Trying to understand how the energy related to nuclear reactions. In particular why particular fusion of small nuclei release energy. So far, there seems to be two explanations which I have encountered that I understand (I'm in High School currently, so have stayed away from the large number of super scary, equation-heavy quantum mechanics ones).
One involves potential energy (and potential energy wells), and the other involves changes in mass/mass energy. I think I understand both of these separately:
During fusion of small nuclei, energy is required to overcome the coulombic repulsion between the nuclei, and get over the potential 'hump'. Once this is done, the strong interaction takes over as they fall into the well, and energy is released as potential energy is lost (due to positive work done by the strong interaction).

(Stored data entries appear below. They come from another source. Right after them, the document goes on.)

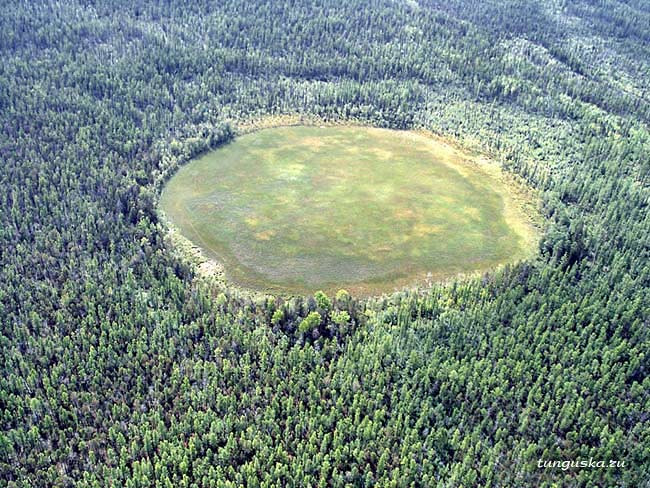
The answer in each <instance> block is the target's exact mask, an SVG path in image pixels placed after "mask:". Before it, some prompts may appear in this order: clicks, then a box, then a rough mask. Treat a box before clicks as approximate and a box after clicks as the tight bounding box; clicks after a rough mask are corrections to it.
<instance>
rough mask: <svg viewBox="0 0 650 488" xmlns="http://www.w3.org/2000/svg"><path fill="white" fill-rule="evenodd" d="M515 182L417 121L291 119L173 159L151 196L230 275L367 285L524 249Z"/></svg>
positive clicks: (382, 286)
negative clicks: (437, 136) (408, 123)
mask: <svg viewBox="0 0 650 488" xmlns="http://www.w3.org/2000/svg"><path fill="white" fill-rule="evenodd" d="M516 187H517V185H516V184H515V183H514V182H513V181H508V180H507V178H506V176H505V175H503V174H502V173H501V172H500V170H499V169H498V168H497V167H496V165H494V164H489V163H488V162H486V161H484V160H481V159H480V158H479V157H476V156H469V155H467V154H463V153H462V152H461V151H460V150H458V149H456V148H453V147H452V146H451V145H448V144H446V143H444V142H442V141H440V140H436V139H433V138H431V137H426V136H424V135H422V134H418V133H413V132H398V131H389V130H385V129H376V128H367V127H310V126H293V127H278V128H272V129H266V130H259V131H256V132H252V133H249V134H245V135H243V136H241V137H239V138H238V139H237V140H236V141H235V142H233V143H231V144H229V145H227V146H225V147H223V148H221V149H219V150H217V151H215V152H213V153H210V154H208V155H206V156H204V157H202V158H200V159H197V160H195V161H193V162H191V163H190V164H188V165H186V166H185V167H183V168H181V169H180V170H179V171H178V173H177V174H176V175H175V176H174V177H173V178H172V179H171V180H170V181H169V183H168V184H167V186H166V187H165V189H164V191H163V194H162V196H161V201H160V207H161V209H162V210H163V212H164V213H165V214H166V215H167V217H168V218H169V219H170V221H171V222H172V223H173V225H174V226H176V227H177V228H178V229H179V230H180V232H181V233H182V234H183V235H184V236H185V237H187V238H188V239H189V240H190V241H192V242H193V243H195V244H196V245H198V246H199V247H200V248H201V249H202V251H203V252H204V253H205V254H206V255H207V256H209V257H210V258H213V259H216V260H217V261H218V262H220V263H223V264H224V266H225V272H226V275H227V277H228V279H229V280H231V281H232V282H234V283H237V284H239V285H243V286H246V287H251V288H254V289H258V290H263V291H269V292H276V293H309V292H313V291H315V290H317V289H324V290H329V291H333V290H335V289H338V288H342V287H343V288H347V289H350V290H352V291H354V292H356V293H359V294H373V293H378V292H383V291H391V290H392V289H394V288H396V287H401V286H405V285H409V284H417V283H419V282H423V281H424V280H425V279H427V277H428V278H430V279H445V278H449V277H451V276H454V275H457V274H459V273H472V272H475V271H481V270H486V269H489V268H491V267H494V266H497V265H499V264H502V263H505V262H509V261H513V260H518V259H521V258H523V257H525V256H527V255H528V254H530V252H531V249H532V248H533V247H534V242H535V240H536V234H535V230H534V227H533V226H532V224H531V221H530V219H529V218H528V216H527V215H526V212H524V211H523V210H522V198H521V195H522V191H521V189H517V191H513V188H516Z"/></svg>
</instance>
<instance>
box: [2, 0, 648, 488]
mask: <svg viewBox="0 0 650 488" xmlns="http://www.w3.org/2000/svg"><path fill="white" fill-rule="evenodd" d="M0 51H1V59H2V62H1V63H0V321H1V322H0V324H1V328H0V333H1V334H0V353H1V354H0V364H1V366H0V367H1V371H0V425H1V430H0V486H2V487H12V488H18V487H21V488H22V487H24V488H27V487H50V486H52V487H89V488H91V487H92V488H95V487H97V488H99V487H129V488H136V487H150V486H156V487H188V488H190V487H191V488H198V487H222V486H223V487H235V486H249V487H284V486H336V487H338V486H341V487H343V486H365V487H371V486H378V487H412V486H434V487H435V486H438V487H448V488H451V487H488V486H489V487H528V486H530V487H585V488H587V487H595V486H598V487H618V486H622V487H643V486H647V484H648V483H650V378H649V377H648V374H649V373H650V4H649V3H648V2H647V1H645V0H575V1H565V0H544V1H541V2H538V1H532V0H506V1H497V0H481V1H479V0H446V1H444V2H443V1H438V0H404V1H402V0H364V1H346V2H340V1H334V0H304V1H302V0H285V1H282V0H280V1H262V0H251V1H247V2H244V1H240V0H220V1H215V2H207V1H203V0H197V1H192V2H180V1H172V0H167V1H158V2H148V1H143V0H137V1H130V2H126V1H121V0H115V1H112V2H101V1H89V2H77V1H75V0H60V1H33V2H29V1H17V2H5V3H4V4H3V6H2V13H1V14H0ZM288 115H291V116H301V117H312V118H318V119H319V120H325V121H356V122H358V123H364V124H368V125H373V126H377V127H386V128H393V129H416V128H420V129H426V130H429V131H432V132H434V133H436V134H439V135H440V136H443V137H448V138H453V139H455V140H458V141H460V142H459V143H460V144H462V145H464V146H466V147H468V148H471V149H473V150H476V151H480V152H483V153H485V154H488V155H490V157H492V158H494V159H495V160H497V161H499V162H501V163H502V165H503V167H504V168H506V169H507V170H508V171H509V172H511V173H513V174H516V175H518V176H519V177H520V178H522V179H523V180H525V182H526V183H527V184H528V185H529V186H530V187H532V188H534V189H535V191H536V192H537V193H538V194H539V211H540V212H541V214H542V216H543V219H544V222H543V225H542V237H541V239H540V241H539V245H538V247H539V249H538V250H537V252H536V254H535V256H534V257H533V258H531V259H528V260H525V261H523V262H521V263H519V264H516V265H510V266H505V267H503V268H500V269H495V270H494V271H492V272H489V273H486V274H484V275H482V276H481V277H480V278H471V279H459V280H456V281H454V282H450V283H445V284H435V285H432V286H431V287H429V288H426V289H412V290H409V291H402V292H395V293H394V294H389V295H383V296H381V297H375V298H360V297H357V296H355V295H354V294H350V293H347V292H344V291H341V292H339V293H337V294H336V295H335V296H326V295H325V294H322V293H317V294H316V295H314V296H294V297H288V298H280V297H272V296H261V295H258V294H251V293H247V292H246V291H245V290H241V289H238V288H236V287H232V286H228V285H226V284H223V283H217V282H211V281H209V280H205V279H202V278H201V277H200V276H199V275H198V274H197V271H196V268H195V266H194V265H193V264H192V263H191V262H189V261H188V260H187V259H185V258H183V256H181V255H179V253H177V252H175V251H174V248H173V246H171V245H170V242H169V239H168V238H167V231H166V227H165V224H164V222H162V221H161V219H160V217H159V215H158V213H157V211H156V207H157V201H158V198H159V195H160V191H161V188H162V185H163V184H164V182H165V181H167V180H168V179H169V178H170V177H171V175H172V174H173V173H174V172H175V170H176V169H178V168H179V167H180V166H181V165H182V164H184V163H186V162H187V161H189V160H190V159H191V158H193V157H194V156H197V155H199V154H201V153H203V152H205V151H207V150H209V149H212V148H216V147H217V146H219V145H221V144H223V143H226V142H228V141H229V140H231V139H232V138H233V137H237V134H238V127H239V126H240V125H242V124H245V123H249V122H250V121H255V120H260V119H262V118H264V117H269V116H274V117H279V116H288ZM590 459H593V460H594V461H601V460H603V461H607V462H608V463H609V461H610V460H615V461H618V462H623V463H624V465H618V466H614V467H609V466H608V467H567V468H566V469H564V468H562V467H557V466H556V467H543V466H542V467H539V463H540V461H549V462H550V461H554V460H559V461H564V460H590Z"/></svg>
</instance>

The other is the binding energy per nucleon explanation which essentially comes down to the fact that small nuclei have lower mass nucleons than slightly larger ones (when they're smaller than iron). So, when small nuclei smash together and form the larger one, mass is lost, this mass being converted into the kinetic energy of the products (by E=mc^2) – so that mass-energy is conserved.
My question is essentially whether these explanations can be combined into one (so is there some hidden link between them), or is one is more correct than the other, or have I just gotten something wrong (if there's a better explanation which is reasonably intuitive). I thought perhaps you could think of the increase in mass as you remove a nucleon from its nucleus as the manifestation for the potential energy associated with the strong interaction? but not sure if that is correct at all.
Best Answer
The potential energy explanation is correct. The mass explanation, as you have stated it, is not quite correct.
Here, it is not the nucleons that have a lower mass, it is the nucleus. The child nucleus has a lower mass than the sum of the parent nuclei masses. But this mass deficit cannot be attributed to individual nucleons, it is the whole nucleus.
The whole idea of “converting” mass into energy is a poor explanation of the actual physics. If $E=mc^2$ and you convert some $m$ into $E$ then you would get an increase in $E$ and a decrease in $m$ so then the left hand and right hand sides of $E= mc^2$ would no longer be equal.
There is no “conversion” involved. Energy has mass and mass has energy. The full formula is $m^2 c^2=E^2/c^2-p^2$. But if $p=0$ you get the famous expression. So the correct way to understand that is not about “converting” energy or mass. Instead, energy at rest has mass and mass is energy at rest.
So, what actually happens is that a system of particles with energy and mass is converted into a system of different particles with the same system mass and energy. Then part of that system leaves and is no longer counted as part of the system. And the remaining pieces of the system have a lower mass snd energy (and maybe momentum).
For example, a deuterium and a proton fuse to make a helium 3 and a photon. The system of the helium 3 and the photon have the same energy and mass as the system of the deuterium and proton. But the photon soon leaves and is no longer counted. So the remaining helium nucleus has less mass than the whole system did. No mass was converted, the particles converted and some left the system.